Do you see yourself as being an optimist in life? One of those glass half full people? Do you recognize promise where others see failure? If asked, would you say that yes, our children will fashion a world that's better than the one we leave behind for them?
Perhaps most people would say these are complicated issues and asking for clarity and predicting the future are both futile and naive enterprises. But I am not one of those people. I would have answered yes to all those questions.
Ed would have answered no.
Of course, I know this about him. On our very first date, now more than eleven years ago, I listened to him speak about our planet, the people who inhabit it, the rampant destruction, the disrespect toward life, toward nature -- and I thought: whoa, that's really harsh!
For the most part, we each know where the other stands on such issues and we leave this topic alone. No good will come of challenge here. We're committed to our positions. I know as sure as there is life that nearly everyone on earth plays by rules of hope and cooperation. This is my given.
Ed thinks differently.
He is a quiet guy and he seeks no confrontation and so this rarely comes up in our time together. But last night, after watching yet another set of horrific scenes on the news of people assaulting and destroying each other and destroying the ecosystem and destroying nearly everything worth preserving, he had to articulate (albeit ever so quietly) his frustration with the human race. It was like listening to Woody Allen have angst over the condition of the human soul except that for Ed, there is no angst. There's just the belief that the human soul is irreparably flawed.
Once he puts this on the table, I cannot ignore it.

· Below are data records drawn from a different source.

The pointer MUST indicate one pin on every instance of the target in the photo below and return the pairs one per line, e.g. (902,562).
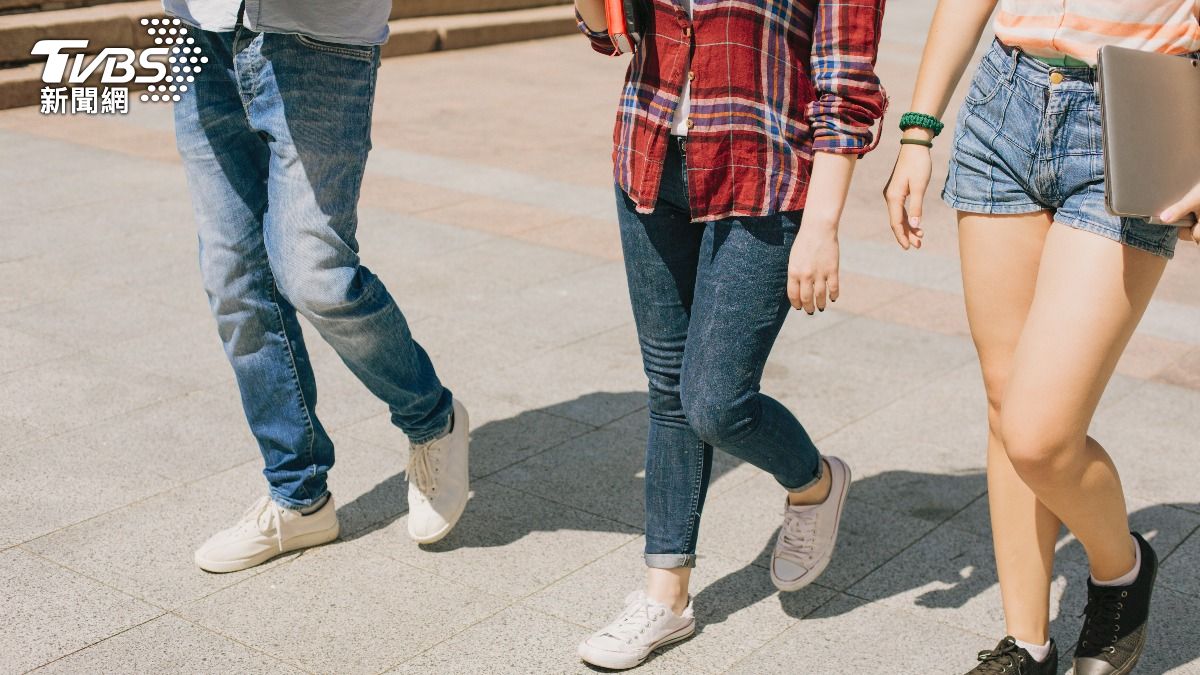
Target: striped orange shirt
(1054,29)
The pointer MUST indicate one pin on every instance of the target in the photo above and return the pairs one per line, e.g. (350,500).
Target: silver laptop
(1151,115)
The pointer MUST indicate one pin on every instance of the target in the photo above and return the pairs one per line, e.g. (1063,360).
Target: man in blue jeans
(274,132)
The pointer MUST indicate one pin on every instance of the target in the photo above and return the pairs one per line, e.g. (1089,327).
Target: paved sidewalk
(487,210)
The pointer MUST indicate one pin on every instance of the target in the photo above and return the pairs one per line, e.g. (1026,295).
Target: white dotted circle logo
(184,61)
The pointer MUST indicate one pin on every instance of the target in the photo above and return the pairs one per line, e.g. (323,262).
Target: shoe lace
(423,466)
(1102,616)
(265,515)
(1006,656)
(798,535)
(636,620)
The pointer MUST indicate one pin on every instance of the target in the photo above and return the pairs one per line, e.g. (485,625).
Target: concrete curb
(22,85)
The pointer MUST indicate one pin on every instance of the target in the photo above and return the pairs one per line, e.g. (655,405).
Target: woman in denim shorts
(1055,286)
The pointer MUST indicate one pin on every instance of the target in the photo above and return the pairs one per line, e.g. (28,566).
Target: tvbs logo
(166,69)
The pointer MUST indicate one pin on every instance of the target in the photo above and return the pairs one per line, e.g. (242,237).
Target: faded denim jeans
(709,299)
(274,135)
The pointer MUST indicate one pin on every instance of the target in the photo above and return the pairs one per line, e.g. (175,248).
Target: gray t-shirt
(349,22)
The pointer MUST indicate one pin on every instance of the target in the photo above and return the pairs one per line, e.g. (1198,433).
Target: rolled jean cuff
(810,483)
(670,561)
(292,503)
(436,435)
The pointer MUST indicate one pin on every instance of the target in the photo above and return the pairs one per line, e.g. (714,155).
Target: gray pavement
(487,209)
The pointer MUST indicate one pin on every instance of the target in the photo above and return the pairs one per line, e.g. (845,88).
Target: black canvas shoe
(1008,658)
(1115,621)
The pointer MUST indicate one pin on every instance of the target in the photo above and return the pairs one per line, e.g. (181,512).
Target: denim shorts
(1029,139)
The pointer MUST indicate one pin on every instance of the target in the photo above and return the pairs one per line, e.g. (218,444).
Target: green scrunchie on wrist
(921,120)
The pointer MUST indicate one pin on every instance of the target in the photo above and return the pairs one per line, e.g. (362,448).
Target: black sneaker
(1115,621)
(1008,658)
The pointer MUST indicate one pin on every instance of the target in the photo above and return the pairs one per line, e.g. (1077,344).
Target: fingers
(793,291)
(808,303)
(916,207)
(894,196)
(1188,204)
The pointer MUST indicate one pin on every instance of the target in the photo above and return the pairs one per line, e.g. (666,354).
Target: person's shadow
(965,568)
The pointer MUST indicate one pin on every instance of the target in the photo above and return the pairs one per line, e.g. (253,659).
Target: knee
(317,291)
(1035,447)
(718,418)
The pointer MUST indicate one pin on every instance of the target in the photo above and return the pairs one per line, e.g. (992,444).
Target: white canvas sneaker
(809,533)
(265,531)
(438,482)
(642,627)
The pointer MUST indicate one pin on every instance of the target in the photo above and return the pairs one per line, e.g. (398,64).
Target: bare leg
(1091,293)
(669,586)
(1000,272)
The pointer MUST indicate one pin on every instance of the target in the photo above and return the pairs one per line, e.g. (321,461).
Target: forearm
(592,12)
(953,37)
(828,187)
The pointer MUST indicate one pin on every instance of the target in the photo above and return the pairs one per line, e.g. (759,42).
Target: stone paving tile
(508,543)
(49,611)
(76,390)
(949,575)
(1179,571)
(369,482)
(850,635)
(17,432)
(515,641)
(21,350)
(1185,371)
(187,351)
(145,549)
(376,614)
(1152,440)
(742,525)
(391,242)
(600,384)
(168,644)
(599,472)
(737,610)
(825,380)
(54,483)
(183,438)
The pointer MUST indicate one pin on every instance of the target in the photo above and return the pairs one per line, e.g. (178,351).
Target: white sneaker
(438,482)
(809,533)
(641,628)
(265,531)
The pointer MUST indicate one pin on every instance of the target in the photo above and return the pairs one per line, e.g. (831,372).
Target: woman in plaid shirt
(732,113)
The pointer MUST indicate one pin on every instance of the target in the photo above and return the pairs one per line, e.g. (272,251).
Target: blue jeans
(274,135)
(709,299)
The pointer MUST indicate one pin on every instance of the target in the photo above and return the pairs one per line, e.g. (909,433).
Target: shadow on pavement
(499,523)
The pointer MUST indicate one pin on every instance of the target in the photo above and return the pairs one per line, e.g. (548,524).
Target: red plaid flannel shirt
(772,83)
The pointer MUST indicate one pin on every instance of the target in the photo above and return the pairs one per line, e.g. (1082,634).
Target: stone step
(21,84)
(402,10)
(117,24)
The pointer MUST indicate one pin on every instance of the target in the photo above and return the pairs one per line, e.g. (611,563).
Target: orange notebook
(627,22)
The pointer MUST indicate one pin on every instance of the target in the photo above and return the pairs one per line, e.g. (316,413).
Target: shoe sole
(625,664)
(790,586)
(442,533)
(295,544)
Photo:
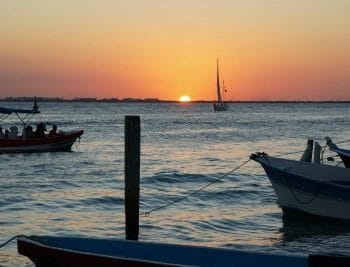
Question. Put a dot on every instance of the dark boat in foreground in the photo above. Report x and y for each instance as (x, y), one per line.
(62, 141)
(69, 251)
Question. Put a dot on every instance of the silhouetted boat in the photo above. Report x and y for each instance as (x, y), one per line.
(62, 141)
(70, 251)
(312, 188)
(220, 105)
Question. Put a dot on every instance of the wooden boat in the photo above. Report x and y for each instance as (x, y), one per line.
(62, 141)
(316, 189)
(220, 105)
(69, 251)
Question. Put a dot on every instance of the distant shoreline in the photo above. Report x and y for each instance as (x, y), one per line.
(154, 100)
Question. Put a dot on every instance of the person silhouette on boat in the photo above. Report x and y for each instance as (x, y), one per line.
(53, 131)
(40, 130)
(2, 135)
(28, 132)
(13, 134)
(7, 132)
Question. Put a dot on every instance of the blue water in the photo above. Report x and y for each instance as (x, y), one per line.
(184, 147)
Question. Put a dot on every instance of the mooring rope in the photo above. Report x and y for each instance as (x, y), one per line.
(146, 214)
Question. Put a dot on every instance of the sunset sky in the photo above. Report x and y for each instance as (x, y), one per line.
(268, 50)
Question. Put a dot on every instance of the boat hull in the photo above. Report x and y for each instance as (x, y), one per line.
(60, 251)
(61, 142)
(315, 192)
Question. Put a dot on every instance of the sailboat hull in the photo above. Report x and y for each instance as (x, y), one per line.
(220, 106)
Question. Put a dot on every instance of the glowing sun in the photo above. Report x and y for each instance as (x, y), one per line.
(185, 98)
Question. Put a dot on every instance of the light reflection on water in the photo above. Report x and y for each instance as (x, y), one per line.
(183, 148)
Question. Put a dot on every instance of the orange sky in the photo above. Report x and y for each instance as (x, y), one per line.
(268, 50)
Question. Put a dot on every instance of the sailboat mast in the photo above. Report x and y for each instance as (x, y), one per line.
(218, 80)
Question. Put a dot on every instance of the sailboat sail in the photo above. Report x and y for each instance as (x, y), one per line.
(220, 105)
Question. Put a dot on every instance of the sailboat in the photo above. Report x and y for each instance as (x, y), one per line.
(219, 105)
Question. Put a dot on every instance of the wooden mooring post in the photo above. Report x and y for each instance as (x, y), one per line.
(132, 176)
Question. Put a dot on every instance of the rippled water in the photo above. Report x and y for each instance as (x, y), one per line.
(183, 148)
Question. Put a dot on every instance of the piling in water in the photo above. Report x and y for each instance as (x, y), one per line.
(132, 176)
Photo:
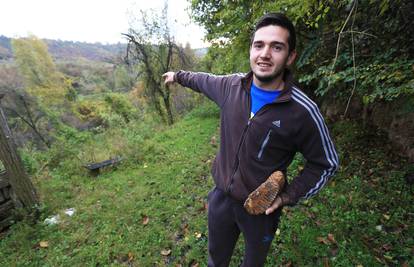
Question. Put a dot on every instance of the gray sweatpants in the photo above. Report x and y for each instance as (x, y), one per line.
(226, 219)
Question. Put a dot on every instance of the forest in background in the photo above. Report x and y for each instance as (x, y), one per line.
(71, 106)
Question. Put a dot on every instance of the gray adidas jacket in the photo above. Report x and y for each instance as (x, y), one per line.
(251, 149)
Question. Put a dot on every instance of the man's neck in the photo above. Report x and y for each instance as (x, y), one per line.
(275, 85)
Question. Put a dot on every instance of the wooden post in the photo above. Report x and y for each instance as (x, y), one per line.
(18, 178)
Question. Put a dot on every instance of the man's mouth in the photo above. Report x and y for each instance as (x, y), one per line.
(263, 64)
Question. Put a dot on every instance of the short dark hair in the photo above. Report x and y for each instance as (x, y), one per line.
(278, 19)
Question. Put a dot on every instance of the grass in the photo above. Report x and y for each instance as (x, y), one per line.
(150, 211)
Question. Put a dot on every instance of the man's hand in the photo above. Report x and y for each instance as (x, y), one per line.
(168, 77)
(275, 205)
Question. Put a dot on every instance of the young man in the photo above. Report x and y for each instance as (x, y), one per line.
(265, 120)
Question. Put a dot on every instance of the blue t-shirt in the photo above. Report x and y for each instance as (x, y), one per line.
(260, 98)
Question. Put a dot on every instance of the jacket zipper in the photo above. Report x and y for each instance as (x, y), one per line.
(259, 156)
(237, 160)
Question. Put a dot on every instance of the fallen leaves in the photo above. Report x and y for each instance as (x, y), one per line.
(44, 244)
(166, 252)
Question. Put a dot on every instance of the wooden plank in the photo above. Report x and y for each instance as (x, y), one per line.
(6, 192)
(19, 180)
(5, 209)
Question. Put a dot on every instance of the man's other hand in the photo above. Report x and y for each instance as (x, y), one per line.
(276, 204)
(168, 77)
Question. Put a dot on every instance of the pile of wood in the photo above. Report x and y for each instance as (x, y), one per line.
(6, 202)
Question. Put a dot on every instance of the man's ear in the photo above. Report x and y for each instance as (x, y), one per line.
(291, 57)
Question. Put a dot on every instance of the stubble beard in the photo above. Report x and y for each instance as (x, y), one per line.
(271, 77)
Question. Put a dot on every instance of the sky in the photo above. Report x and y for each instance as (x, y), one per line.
(90, 20)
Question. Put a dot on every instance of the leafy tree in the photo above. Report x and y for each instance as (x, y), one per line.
(358, 49)
(41, 77)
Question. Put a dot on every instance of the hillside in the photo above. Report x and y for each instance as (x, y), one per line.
(71, 50)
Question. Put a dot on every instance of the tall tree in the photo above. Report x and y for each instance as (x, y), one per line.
(152, 47)
(41, 77)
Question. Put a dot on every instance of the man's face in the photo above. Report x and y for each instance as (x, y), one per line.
(269, 53)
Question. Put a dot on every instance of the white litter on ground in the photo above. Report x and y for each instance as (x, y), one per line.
(70, 211)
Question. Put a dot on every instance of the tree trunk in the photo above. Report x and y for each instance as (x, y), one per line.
(167, 103)
(18, 178)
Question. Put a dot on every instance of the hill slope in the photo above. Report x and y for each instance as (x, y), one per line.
(151, 212)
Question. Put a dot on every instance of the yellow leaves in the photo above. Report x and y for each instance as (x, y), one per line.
(197, 235)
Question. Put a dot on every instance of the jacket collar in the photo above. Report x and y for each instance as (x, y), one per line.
(286, 93)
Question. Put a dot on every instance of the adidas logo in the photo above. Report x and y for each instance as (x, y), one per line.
(276, 123)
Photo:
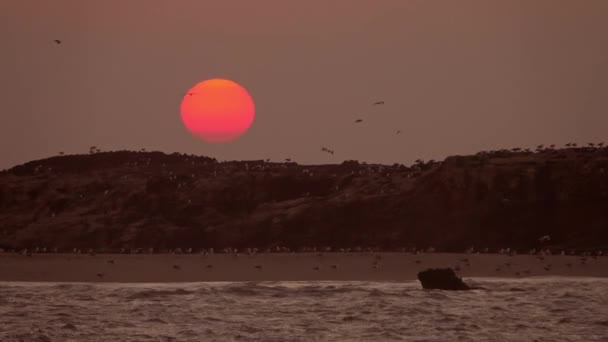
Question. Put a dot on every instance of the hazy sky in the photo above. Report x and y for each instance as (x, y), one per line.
(457, 76)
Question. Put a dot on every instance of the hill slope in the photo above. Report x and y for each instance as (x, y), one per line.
(127, 199)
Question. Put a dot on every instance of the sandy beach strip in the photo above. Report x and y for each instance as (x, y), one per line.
(157, 268)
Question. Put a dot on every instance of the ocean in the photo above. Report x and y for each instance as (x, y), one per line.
(530, 309)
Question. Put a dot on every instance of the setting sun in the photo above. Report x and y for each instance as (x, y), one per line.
(217, 110)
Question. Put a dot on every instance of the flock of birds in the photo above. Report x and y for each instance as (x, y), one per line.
(323, 149)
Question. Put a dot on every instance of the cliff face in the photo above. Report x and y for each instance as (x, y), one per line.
(139, 200)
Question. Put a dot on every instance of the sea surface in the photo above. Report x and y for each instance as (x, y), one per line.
(533, 309)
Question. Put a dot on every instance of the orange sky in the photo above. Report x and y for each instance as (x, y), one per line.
(456, 76)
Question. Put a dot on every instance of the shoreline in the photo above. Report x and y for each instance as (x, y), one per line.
(364, 266)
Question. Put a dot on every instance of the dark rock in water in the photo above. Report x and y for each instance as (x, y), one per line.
(441, 279)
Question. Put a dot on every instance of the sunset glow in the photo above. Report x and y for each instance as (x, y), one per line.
(217, 110)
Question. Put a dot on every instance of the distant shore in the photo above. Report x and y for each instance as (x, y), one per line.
(163, 268)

Yes, I know, I should ignore it, but you can't parade this stuff before me and hope to move on to topics such as how to fix the shower nozzle, or which cereal is best for breakfast after a weekend of big eating.
So this was our night and then again, our morning.
We do enjoy our breakfast...
... but at other times, I have to retreat, surfacing only when he proposes a walk in the Arboretum with a naturalist as a guide.
I tell him I am in no mood -- that my existentialist core had been rattled, but he throws in some good bribes like a big cappuccino at a coffee shop afterwards, perhaps with a purchase of a bottle of some favorite wine for the evening and so I finally agree.
The extraordinary thing is that the Arboretum guide turns out to be the daughter of one of my very best friends...
... and her partner and two children join in as well and this is actually so weirdly funny because here is Ed, proclaiming his most dismal vision of the human enterprise and then on this walk, proposed by him, we come to share it with this beautiful set of people, flaunting his theories even as he clings to them with all his might.
It is a very strange afternoon.
Some vignettes from our walk...
In the evening, my daughter and her family come for dinner. Snowdrop is initially happy...
... then a tiny bit discombobulated, but ultimately incredibly spirited and joyful, which, in my opinion only speaks to the triumph of the human spirit.
It is a beautiful set of hours and I do not falter in my belief that life is incredibly fine, even if some cogs in the wheel are occasionally a bit splintered.
As I've known from day one, Ed and I are far less apart on how a regular old day should proceed than on what it means to live as a human being on this beautiful planet. And though he is not likely to admit it, perhaps my optimism does rub off in bits and pieces. You need only watch him join in on dinners with my daughters or hold on to Snowdrop as she pounds a hammer on a stake that will support holiday lights to know that this is so.